> I think there's a bit of a difference, in that when you're using every
> commercial WiFi hotspot and hotel login system, that they redirect
> everything. Would you truly consider that to be the same thing as one
> of those services redirecting "www.cnn.com" to their own ad-filled news
> page?Let's get "real." That's not what those ISPs are doing in this case.
I never said it was, but if you don't want to compare the situations
using reasonable comparisons (redirecting one thing is different than
redirecting all), then I have no interest in debating with you, and you
"win" for some sucky definition of "win."
They aren't pretending to be the real IRC server (the redirected IRC
server indicates its not the real one).
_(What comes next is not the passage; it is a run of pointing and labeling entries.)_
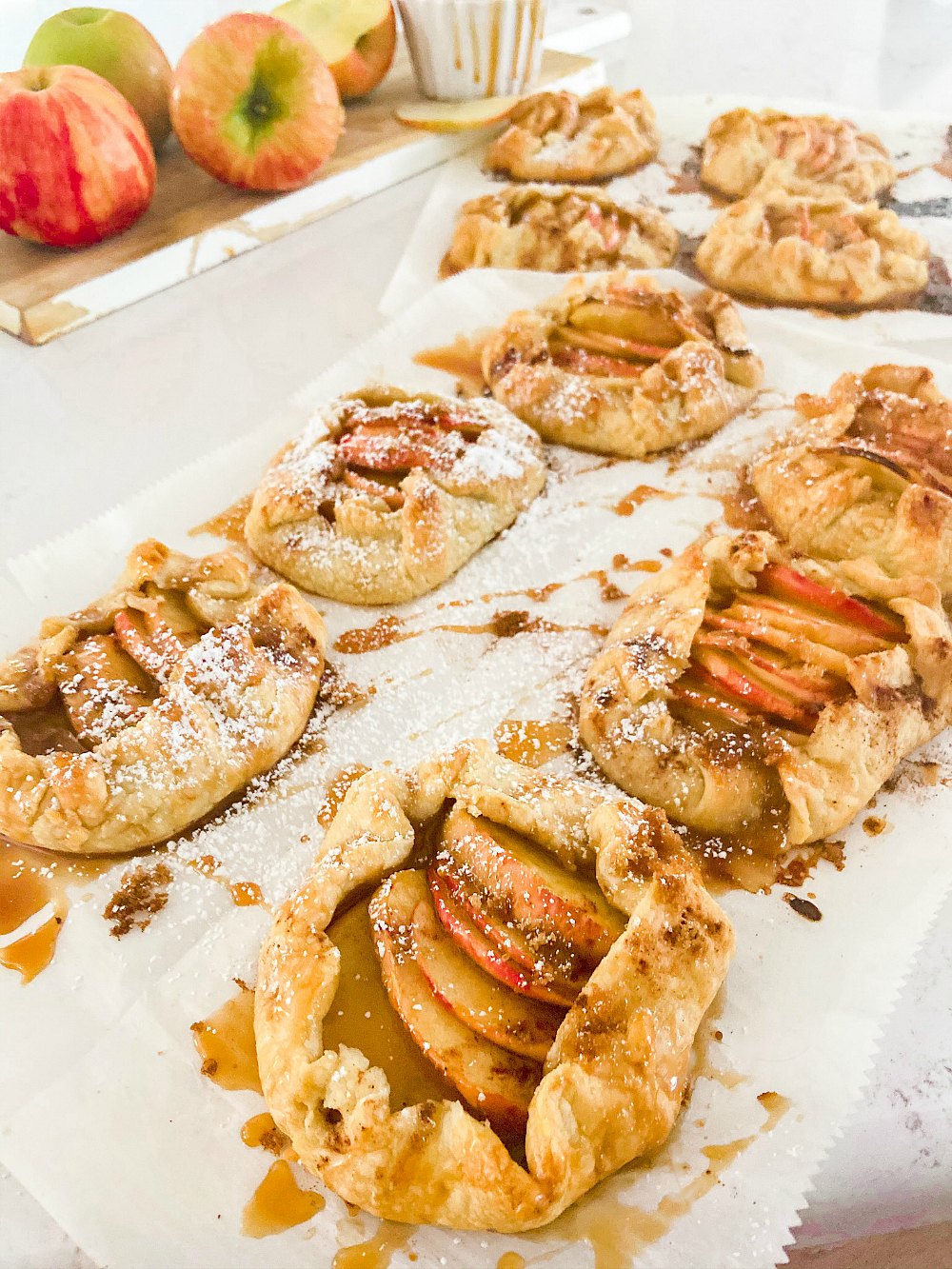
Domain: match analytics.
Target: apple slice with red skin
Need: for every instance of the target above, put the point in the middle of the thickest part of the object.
(514, 1021)
(783, 583)
(579, 362)
(494, 953)
(528, 887)
(726, 674)
(149, 641)
(494, 1081)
The ISP isn't send ad-fill
messages. The irc.foonet.com server clearly sends several cleaning
commands used by several well-known, and very old, Bots. I might have
given the server a different name, but its obviously not trying to
impersonate the real irc server.
So how do you connect to the real IRC server, then? Remember that most
end users are not nslookup-wielding shell commandos who can figure out
whois and look up the IP.
And what happens when the ISP redirects by IP instead, if we're going to
play that game?
Do you prefer ISPs to break everything, including the users VOIP service
(can't call 9-1-1), e-mail service (can't contact the help desk), web
service (can't look for help)? Or should the ISP only disrupt the minimum
number of services needed to clean the Bot?
All right, here we go. Please explain the nature of the bot on my freshly
installed (last night) FreeBSD 6.2R box.
# ls -ld /; date; uname -r; uname -s
drwxr-xr-x 28 root wheel 512 Jul 22 23:04 /
Mon Jul 23 10:56:57 CDT 2007
6.2-RELEASE
FreeBSD
# echo "nameserver 68.4.16.30" > /etc/resolv.conf
# host irc.vel.net
irc.vel.net has address 70.168.71.144
Hint: there is no bot. My traffic is being redirected regardless. Were I
a Cox customer (and I'm not), I'd be rather ticked off.
Interfering with services in order to clean a bot would be a much more
plausible excuse if there was a bot. There is no bot.
So, to reiterate your own point:
Or should the ISP only disrupt the minimum
number of services needed to clean the Bot?
Yes, exactly. And that's obviously not what Cox is doing.